En suma, estamos ante otro fracaso histórico de la izquierda o de los grupos que si titulan tales: Pedro Castillo encerrado en una prisión; Dina Boluarte, candidata a la vicepresidencia de la República por Perú Libre, entronizada en la presidencia por la derecha; Perú Libre y Juntos por el Perú dándole a la derecha los votos en el Congreso para vacar a Castillo y aprobar proyectos de ley lesivos a quienes votaron por ellos. La deslealtad enarbolada como bandera política.

Una mirada al futuro

Con este panorama de fondo, las multitudes provincianas que llegan a Lima a exigir que Dina Boluarte deje la presidencia, que haya elecciones inmediatas y que se convoque a una asamblea constituyente no encajan en las posibilidades legales y materiales para que suceda eso que piden. Si esas multitudes estuvieran inspiradas por una ideología y los correspondientes proyectos de reforma social, elaborados por intelectuales que conozcan a fondo la realidad social y sepan definirlos, el Perú estaría a las puertas de una revolución social. Pero no lo están. Si se supusiera que Dina Boluarte renunciara a la presidencia y hubiera elecciones ya ¿por quiénes votarían esas multitudes que protestan?

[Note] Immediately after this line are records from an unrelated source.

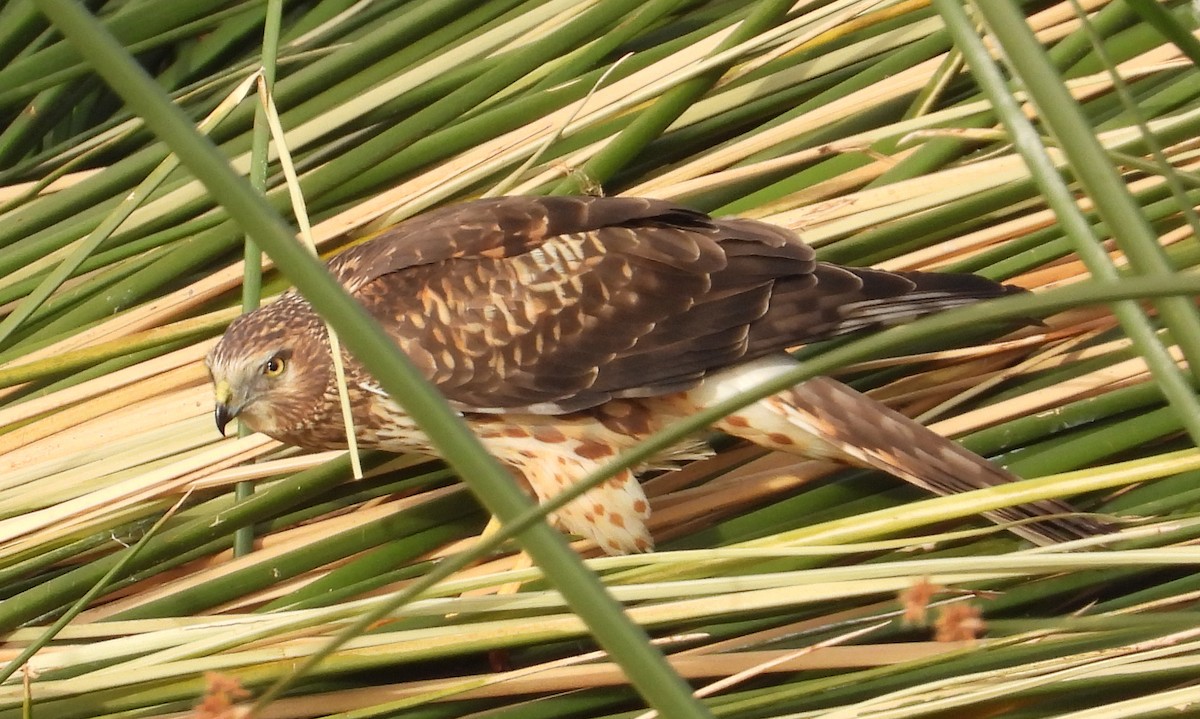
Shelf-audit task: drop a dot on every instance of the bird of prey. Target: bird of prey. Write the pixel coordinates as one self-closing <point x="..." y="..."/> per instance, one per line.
<point x="565" y="329"/>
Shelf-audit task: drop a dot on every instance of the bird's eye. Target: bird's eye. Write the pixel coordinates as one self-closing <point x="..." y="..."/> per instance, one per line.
<point x="274" y="366"/>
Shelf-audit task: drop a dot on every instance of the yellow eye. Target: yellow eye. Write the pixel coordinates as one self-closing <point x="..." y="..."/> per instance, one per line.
<point x="274" y="366"/>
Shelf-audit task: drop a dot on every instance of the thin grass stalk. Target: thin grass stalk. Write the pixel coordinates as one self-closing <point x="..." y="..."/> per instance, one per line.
<point x="252" y="257"/>
<point x="1153" y="12"/>
<point x="655" y="119"/>
<point x="95" y="591"/>
<point x="627" y="642"/>
<point x="1161" y="163"/>
<point x="1095" y="172"/>
<point x="1075" y="226"/>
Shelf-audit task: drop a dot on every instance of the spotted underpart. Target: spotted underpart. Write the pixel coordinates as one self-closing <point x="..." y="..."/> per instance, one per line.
<point x="567" y="329"/>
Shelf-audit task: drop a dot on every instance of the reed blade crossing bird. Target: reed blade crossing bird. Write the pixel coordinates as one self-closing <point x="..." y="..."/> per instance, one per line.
<point x="567" y="329"/>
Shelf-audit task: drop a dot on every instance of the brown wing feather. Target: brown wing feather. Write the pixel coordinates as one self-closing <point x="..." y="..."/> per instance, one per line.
<point x="556" y="304"/>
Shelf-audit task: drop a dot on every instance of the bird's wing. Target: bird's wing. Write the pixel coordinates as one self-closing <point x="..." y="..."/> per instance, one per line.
<point x="553" y="305"/>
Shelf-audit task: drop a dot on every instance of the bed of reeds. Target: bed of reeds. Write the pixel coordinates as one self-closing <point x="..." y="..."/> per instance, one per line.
<point x="151" y="568"/>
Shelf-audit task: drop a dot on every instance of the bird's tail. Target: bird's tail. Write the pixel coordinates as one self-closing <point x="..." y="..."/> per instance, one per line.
<point x="826" y="419"/>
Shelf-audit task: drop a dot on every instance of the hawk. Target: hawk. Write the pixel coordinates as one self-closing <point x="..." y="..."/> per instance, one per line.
<point x="567" y="329"/>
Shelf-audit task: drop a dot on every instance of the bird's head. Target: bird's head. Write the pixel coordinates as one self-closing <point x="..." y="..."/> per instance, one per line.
<point x="270" y="370"/>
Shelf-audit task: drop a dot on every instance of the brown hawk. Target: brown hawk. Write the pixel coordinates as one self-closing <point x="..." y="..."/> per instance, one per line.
<point x="569" y="328"/>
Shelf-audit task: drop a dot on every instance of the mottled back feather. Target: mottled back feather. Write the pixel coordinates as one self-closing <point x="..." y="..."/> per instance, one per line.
<point x="558" y="304"/>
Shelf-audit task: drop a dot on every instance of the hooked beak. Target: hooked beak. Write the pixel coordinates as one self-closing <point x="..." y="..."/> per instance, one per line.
<point x="223" y="412"/>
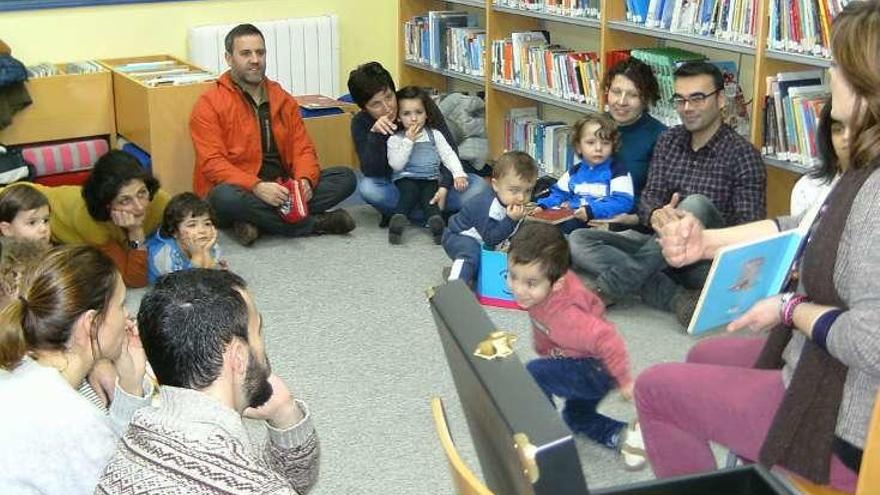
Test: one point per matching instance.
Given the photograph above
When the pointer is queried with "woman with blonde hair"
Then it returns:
(801, 397)
(68, 314)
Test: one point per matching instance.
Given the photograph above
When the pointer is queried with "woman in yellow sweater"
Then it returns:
(117, 208)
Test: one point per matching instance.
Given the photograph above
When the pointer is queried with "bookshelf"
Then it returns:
(612, 31)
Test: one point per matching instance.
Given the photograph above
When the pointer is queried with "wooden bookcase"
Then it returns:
(65, 107)
(610, 32)
(157, 120)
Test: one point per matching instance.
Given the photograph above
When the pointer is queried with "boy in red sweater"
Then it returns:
(582, 356)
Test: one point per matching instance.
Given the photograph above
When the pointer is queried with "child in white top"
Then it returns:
(415, 154)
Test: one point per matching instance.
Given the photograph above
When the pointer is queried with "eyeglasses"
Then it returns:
(694, 99)
(620, 94)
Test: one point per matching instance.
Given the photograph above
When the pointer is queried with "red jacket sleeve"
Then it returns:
(591, 334)
(210, 148)
(303, 157)
(131, 263)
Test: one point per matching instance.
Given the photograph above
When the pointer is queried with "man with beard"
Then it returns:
(252, 149)
(203, 336)
(702, 166)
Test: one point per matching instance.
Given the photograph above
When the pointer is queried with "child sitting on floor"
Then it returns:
(492, 217)
(597, 187)
(187, 238)
(415, 154)
(582, 356)
(24, 214)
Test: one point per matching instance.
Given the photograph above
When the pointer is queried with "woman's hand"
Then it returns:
(764, 315)
(681, 240)
(439, 198)
(131, 364)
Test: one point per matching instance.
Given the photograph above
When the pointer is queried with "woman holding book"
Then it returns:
(802, 397)
(631, 90)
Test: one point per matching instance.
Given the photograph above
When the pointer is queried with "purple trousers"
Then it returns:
(714, 396)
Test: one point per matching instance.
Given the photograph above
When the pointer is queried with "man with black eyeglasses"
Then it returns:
(702, 166)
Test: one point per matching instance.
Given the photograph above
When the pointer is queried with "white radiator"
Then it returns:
(301, 54)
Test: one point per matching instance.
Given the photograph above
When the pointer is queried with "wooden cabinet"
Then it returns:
(65, 106)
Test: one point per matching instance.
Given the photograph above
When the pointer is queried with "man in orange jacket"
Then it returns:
(249, 137)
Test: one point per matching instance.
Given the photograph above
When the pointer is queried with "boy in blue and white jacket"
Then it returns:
(491, 217)
(597, 187)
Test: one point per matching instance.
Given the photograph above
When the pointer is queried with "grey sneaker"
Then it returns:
(684, 304)
(245, 233)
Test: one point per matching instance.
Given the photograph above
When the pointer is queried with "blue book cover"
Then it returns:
(745, 273)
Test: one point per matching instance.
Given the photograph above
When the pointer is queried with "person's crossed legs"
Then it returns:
(234, 205)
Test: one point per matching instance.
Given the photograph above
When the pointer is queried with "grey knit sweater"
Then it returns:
(193, 444)
(854, 338)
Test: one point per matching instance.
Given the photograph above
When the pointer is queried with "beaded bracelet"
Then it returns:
(788, 309)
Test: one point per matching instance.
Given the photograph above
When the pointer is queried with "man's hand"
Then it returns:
(516, 212)
(384, 125)
(681, 241)
(307, 189)
(281, 411)
(414, 131)
(765, 314)
(666, 214)
(271, 193)
(132, 362)
(439, 198)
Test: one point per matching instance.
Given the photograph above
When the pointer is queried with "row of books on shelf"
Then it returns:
(529, 61)
(571, 8)
(445, 39)
(792, 106)
(548, 142)
(802, 26)
(727, 20)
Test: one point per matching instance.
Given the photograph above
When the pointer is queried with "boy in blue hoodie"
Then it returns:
(492, 216)
(597, 187)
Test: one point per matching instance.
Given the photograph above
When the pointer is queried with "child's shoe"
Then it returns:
(395, 228)
(632, 449)
(436, 224)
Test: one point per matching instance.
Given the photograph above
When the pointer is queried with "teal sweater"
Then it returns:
(636, 148)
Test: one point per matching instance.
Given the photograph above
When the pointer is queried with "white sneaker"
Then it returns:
(633, 448)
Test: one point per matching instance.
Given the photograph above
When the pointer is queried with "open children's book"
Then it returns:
(745, 273)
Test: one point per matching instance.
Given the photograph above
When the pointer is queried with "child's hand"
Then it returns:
(627, 391)
(516, 212)
(414, 131)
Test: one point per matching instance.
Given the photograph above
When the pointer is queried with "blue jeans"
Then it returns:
(381, 193)
(234, 204)
(625, 263)
(582, 383)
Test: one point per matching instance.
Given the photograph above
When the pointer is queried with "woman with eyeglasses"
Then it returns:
(630, 91)
(118, 207)
(68, 314)
(802, 395)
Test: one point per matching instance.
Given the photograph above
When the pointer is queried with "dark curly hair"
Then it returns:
(182, 206)
(367, 80)
(113, 171)
(434, 119)
(641, 76)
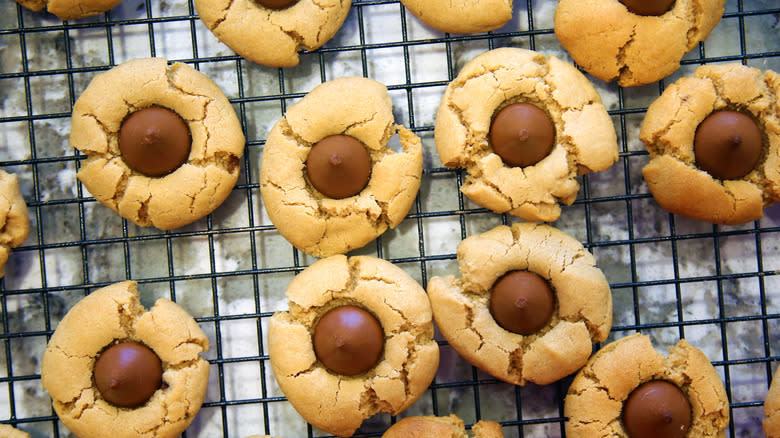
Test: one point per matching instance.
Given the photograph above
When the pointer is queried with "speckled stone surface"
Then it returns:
(670, 276)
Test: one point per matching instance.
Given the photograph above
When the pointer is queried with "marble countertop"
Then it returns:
(671, 277)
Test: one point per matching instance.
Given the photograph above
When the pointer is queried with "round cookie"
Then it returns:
(461, 16)
(611, 42)
(595, 400)
(336, 403)
(323, 226)
(582, 313)
(70, 9)
(670, 127)
(441, 427)
(271, 36)
(772, 409)
(584, 142)
(114, 313)
(14, 218)
(192, 190)
(8, 431)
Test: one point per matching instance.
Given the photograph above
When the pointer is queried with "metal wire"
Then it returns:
(631, 197)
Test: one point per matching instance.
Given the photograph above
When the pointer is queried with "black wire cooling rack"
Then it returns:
(671, 277)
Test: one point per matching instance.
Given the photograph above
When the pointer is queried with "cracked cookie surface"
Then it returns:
(595, 398)
(772, 408)
(14, 217)
(323, 226)
(442, 427)
(610, 42)
(336, 403)
(582, 313)
(70, 9)
(668, 132)
(585, 139)
(461, 16)
(115, 313)
(188, 193)
(273, 37)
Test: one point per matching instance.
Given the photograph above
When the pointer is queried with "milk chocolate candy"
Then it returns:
(348, 340)
(521, 302)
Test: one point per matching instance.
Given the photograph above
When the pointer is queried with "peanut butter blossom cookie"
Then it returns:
(163, 143)
(772, 408)
(116, 369)
(442, 427)
(271, 32)
(524, 126)
(714, 144)
(528, 306)
(635, 42)
(70, 9)
(328, 179)
(628, 389)
(461, 16)
(358, 340)
(14, 218)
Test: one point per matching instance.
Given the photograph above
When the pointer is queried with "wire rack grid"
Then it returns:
(671, 277)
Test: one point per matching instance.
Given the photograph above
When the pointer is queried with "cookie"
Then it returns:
(105, 348)
(634, 42)
(504, 273)
(583, 140)
(70, 9)
(7, 431)
(324, 350)
(683, 393)
(14, 218)
(772, 409)
(163, 144)
(271, 32)
(710, 173)
(442, 427)
(461, 16)
(348, 111)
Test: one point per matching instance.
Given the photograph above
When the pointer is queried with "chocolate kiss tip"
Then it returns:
(150, 136)
(521, 302)
(523, 135)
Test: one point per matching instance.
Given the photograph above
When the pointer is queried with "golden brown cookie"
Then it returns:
(14, 218)
(70, 9)
(595, 400)
(772, 408)
(320, 225)
(461, 16)
(670, 128)
(7, 431)
(114, 313)
(193, 189)
(611, 42)
(271, 36)
(582, 312)
(335, 402)
(441, 427)
(584, 140)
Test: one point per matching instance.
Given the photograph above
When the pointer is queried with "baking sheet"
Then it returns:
(671, 277)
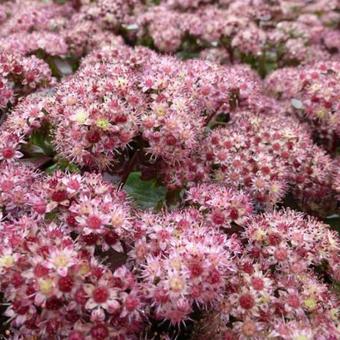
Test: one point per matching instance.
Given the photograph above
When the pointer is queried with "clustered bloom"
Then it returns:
(221, 117)
(312, 93)
(21, 75)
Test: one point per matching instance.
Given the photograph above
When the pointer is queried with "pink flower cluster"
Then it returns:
(231, 141)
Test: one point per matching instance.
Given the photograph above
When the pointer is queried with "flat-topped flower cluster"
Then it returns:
(237, 248)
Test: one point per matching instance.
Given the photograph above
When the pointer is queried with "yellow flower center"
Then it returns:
(61, 261)
(310, 303)
(103, 123)
(80, 117)
(46, 286)
(177, 284)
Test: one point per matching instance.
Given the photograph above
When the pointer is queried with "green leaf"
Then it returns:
(39, 143)
(146, 194)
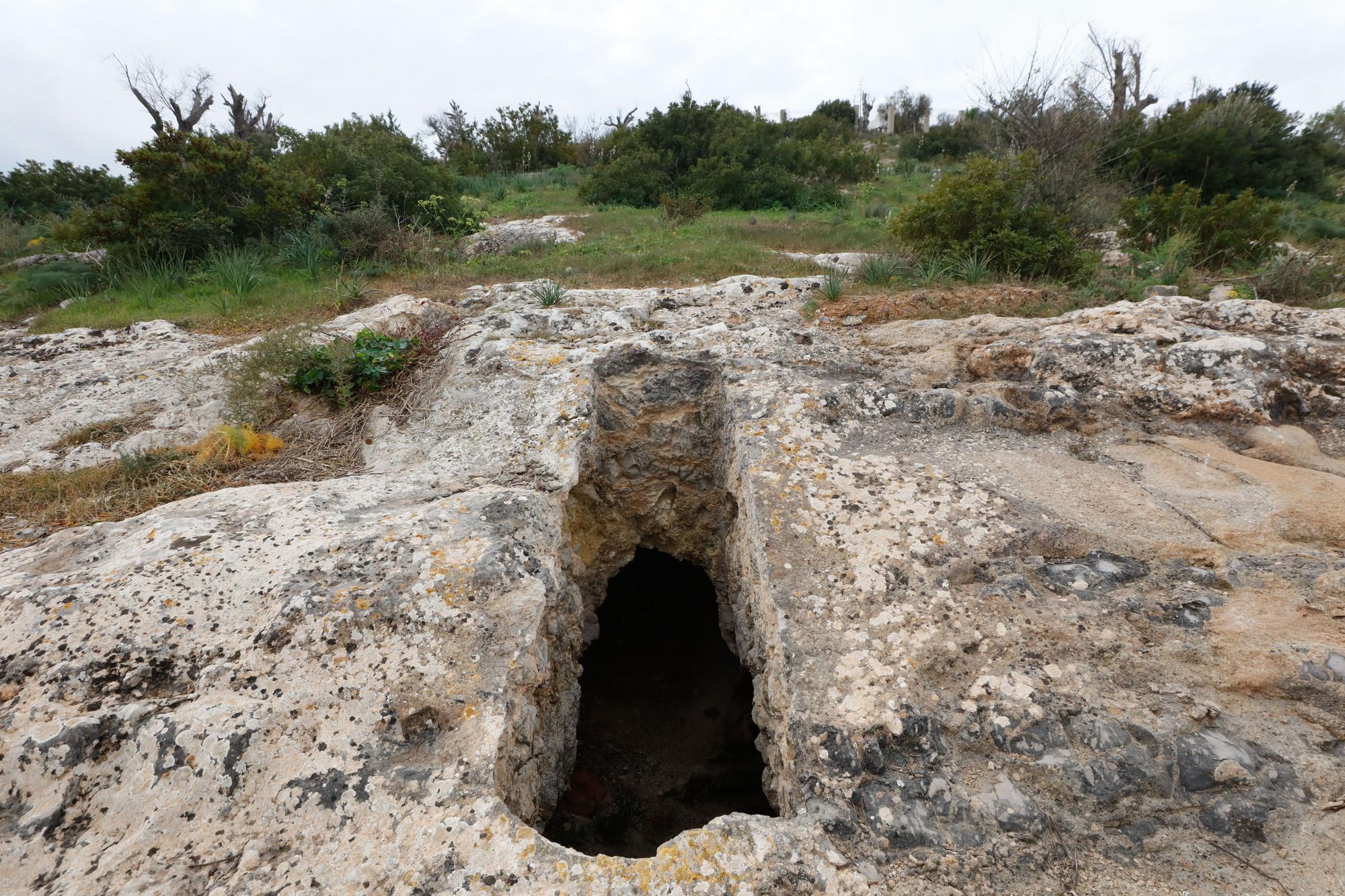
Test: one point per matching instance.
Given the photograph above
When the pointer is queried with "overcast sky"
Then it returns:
(61, 99)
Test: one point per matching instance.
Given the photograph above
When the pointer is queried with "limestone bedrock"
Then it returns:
(1031, 606)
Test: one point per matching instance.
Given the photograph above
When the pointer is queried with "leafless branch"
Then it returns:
(621, 122)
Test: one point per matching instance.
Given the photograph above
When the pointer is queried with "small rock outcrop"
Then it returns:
(508, 236)
(1030, 606)
(91, 257)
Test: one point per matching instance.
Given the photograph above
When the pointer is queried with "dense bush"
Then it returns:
(368, 162)
(348, 366)
(45, 286)
(457, 220)
(33, 189)
(944, 140)
(527, 138)
(1225, 143)
(988, 210)
(365, 233)
(193, 194)
(1222, 231)
(726, 154)
(684, 209)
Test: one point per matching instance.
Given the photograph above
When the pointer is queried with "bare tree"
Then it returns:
(453, 132)
(1122, 73)
(249, 120)
(149, 84)
(619, 122)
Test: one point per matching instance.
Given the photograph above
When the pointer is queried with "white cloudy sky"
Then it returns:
(60, 96)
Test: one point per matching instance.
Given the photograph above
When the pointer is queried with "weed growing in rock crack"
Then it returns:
(548, 292)
(879, 271)
(344, 368)
(833, 286)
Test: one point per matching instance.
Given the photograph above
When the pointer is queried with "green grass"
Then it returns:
(280, 298)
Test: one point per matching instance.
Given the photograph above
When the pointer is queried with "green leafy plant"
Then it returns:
(193, 194)
(1222, 231)
(833, 286)
(145, 276)
(929, 272)
(973, 267)
(684, 210)
(346, 368)
(307, 251)
(455, 220)
(728, 155)
(548, 292)
(879, 271)
(1169, 260)
(237, 272)
(988, 209)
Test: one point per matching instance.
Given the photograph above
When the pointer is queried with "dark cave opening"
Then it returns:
(666, 739)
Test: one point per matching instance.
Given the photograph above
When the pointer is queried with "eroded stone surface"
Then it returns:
(56, 384)
(843, 261)
(506, 236)
(1016, 595)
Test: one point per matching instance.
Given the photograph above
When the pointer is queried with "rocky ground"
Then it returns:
(1031, 607)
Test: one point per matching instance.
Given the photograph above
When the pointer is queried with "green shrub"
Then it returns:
(455, 220)
(345, 368)
(46, 286)
(726, 154)
(307, 251)
(237, 272)
(1227, 142)
(365, 232)
(33, 189)
(1222, 231)
(930, 271)
(193, 194)
(527, 138)
(944, 140)
(369, 162)
(837, 111)
(972, 267)
(988, 209)
(683, 210)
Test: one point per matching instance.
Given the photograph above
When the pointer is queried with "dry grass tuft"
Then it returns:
(310, 446)
(108, 431)
(132, 485)
(236, 443)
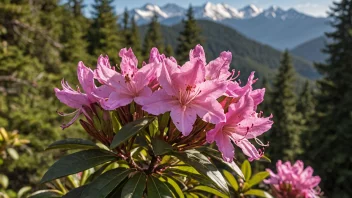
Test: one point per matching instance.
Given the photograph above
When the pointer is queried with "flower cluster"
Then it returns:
(294, 181)
(192, 93)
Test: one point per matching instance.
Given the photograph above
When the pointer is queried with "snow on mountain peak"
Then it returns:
(174, 13)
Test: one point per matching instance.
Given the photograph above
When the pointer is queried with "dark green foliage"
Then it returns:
(188, 38)
(334, 108)
(306, 106)
(286, 132)
(153, 38)
(104, 35)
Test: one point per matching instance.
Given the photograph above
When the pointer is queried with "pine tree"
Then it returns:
(285, 135)
(104, 35)
(169, 51)
(153, 38)
(135, 41)
(332, 139)
(306, 107)
(188, 38)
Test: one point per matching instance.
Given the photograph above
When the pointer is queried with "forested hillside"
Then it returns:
(248, 55)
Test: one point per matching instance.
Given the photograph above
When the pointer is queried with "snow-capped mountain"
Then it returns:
(272, 25)
(171, 13)
(250, 11)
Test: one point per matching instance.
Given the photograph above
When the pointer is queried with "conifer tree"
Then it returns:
(306, 106)
(285, 135)
(135, 40)
(332, 139)
(189, 37)
(153, 38)
(104, 35)
(169, 51)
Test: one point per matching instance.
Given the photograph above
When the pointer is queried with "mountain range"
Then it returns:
(273, 26)
(248, 55)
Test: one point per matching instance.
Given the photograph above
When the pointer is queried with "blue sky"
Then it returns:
(312, 7)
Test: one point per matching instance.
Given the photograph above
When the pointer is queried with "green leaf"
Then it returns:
(246, 170)
(4, 181)
(129, 130)
(157, 189)
(257, 178)
(135, 186)
(46, 194)
(160, 147)
(202, 164)
(106, 183)
(13, 153)
(77, 162)
(23, 191)
(231, 179)
(210, 190)
(72, 143)
(175, 187)
(258, 193)
(75, 193)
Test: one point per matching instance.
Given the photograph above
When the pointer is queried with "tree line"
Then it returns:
(41, 42)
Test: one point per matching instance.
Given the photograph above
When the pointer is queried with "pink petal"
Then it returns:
(72, 98)
(129, 62)
(86, 79)
(252, 127)
(155, 56)
(248, 149)
(240, 110)
(104, 74)
(191, 73)
(222, 141)
(219, 68)
(159, 102)
(143, 95)
(197, 53)
(183, 117)
(211, 89)
(166, 78)
(210, 110)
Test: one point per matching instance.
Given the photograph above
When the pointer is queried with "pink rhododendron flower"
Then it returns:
(294, 181)
(129, 85)
(242, 123)
(76, 99)
(186, 94)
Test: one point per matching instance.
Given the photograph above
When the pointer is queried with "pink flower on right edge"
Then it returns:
(294, 181)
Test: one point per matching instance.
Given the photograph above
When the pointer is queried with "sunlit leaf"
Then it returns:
(106, 183)
(23, 191)
(174, 186)
(160, 147)
(210, 190)
(77, 162)
(4, 181)
(157, 188)
(129, 130)
(231, 179)
(257, 178)
(202, 164)
(135, 186)
(258, 193)
(72, 143)
(46, 194)
(246, 170)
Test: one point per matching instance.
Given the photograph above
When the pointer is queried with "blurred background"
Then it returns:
(301, 52)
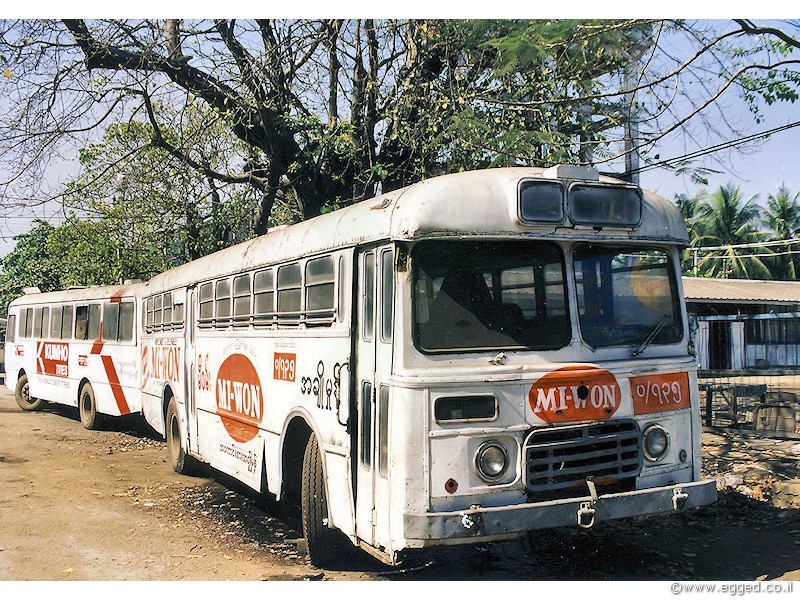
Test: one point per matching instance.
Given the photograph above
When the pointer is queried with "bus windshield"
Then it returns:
(473, 296)
(626, 296)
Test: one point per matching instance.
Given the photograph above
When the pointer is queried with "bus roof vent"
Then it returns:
(572, 172)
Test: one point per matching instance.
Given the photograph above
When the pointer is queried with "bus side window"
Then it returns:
(126, 318)
(37, 323)
(366, 424)
(264, 297)
(383, 431)
(206, 297)
(55, 322)
(241, 300)
(94, 322)
(222, 303)
(66, 323)
(387, 294)
(177, 316)
(158, 314)
(319, 291)
(110, 321)
(342, 291)
(368, 323)
(167, 304)
(81, 322)
(148, 323)
(289, 296)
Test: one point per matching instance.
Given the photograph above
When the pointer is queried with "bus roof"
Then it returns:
(95, 292)
(479, 203)
(473, 203)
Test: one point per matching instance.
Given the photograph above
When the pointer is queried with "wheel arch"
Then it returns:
(297, 431)
(166, 395)
(81, 383)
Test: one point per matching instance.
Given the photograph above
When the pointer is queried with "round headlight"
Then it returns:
(656, 442)
(491, 460)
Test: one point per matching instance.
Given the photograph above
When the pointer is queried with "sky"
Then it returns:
(759, 169)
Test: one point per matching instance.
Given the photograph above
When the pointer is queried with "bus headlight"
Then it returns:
(655, 441)
(491, 460)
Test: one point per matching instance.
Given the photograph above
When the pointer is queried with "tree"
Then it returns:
(726, 220)
(317, 113)
(782, 217)
(29, 265)
(689, 208)
(144, 193)
(78, 253)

Tendrían que votar por los partidos políticos inscritos, es decir por los mismos contra los cuales ellas protestan y por algunos otros resucitados por la oligarquía y el poder mediático, puesto que, excepto Perú Libre y Juntos por el Perú, las agrupaciones de la llamada izquierda carecen de inscripción y, por lo tanto, están fuera del juego. Es verosímil, además, que cada una de ellas nunca podría llegar a reunir las 28,000 firmas que se requieren para ser inscritas en el padrón de partidos políticos.

Con la exigencia de convocar a una asamblea constituyente sucede otro tanto. ¿Qué proyecto aprobarían los grupos de la llamada izquierda y algunos personajes espontáneos si fueran elegidos para integrarla? ¿Lo redactarían ellos o los representantes de la derecha y del centro? Si los sectores populares quieren una nueva constitución lo primero que deben hacer es encargar la redacción del proyecto a los profesionales que puedan hacerlo y tengan sus mismas inquietudes, y luchar por él.

En consecuencia es de prever que los grupos de la llamada izquierda continuarán su yerma vida como pequeños cenáculos o sectas o como ermitaños, rivalizando unos con otros, y odiándose por considerar a los otros apóstatas.

Ante esta perspectiva, parece obvio que las clases trabajadoras, los profesionales y los intelectuales, si quieren mejores servicios públicos, una redistribución equitativa de la riqueza social y las oportunidades de promoverse socialmente, tendrían que resetear su ámbito político, hallar una ideología de la que dimanen los proyectos de reforma que hagan posible esos cambios, organizarse con confianza y disciplina en un nuevo movimiento político y promover la formación de los cuadros que los dirijan.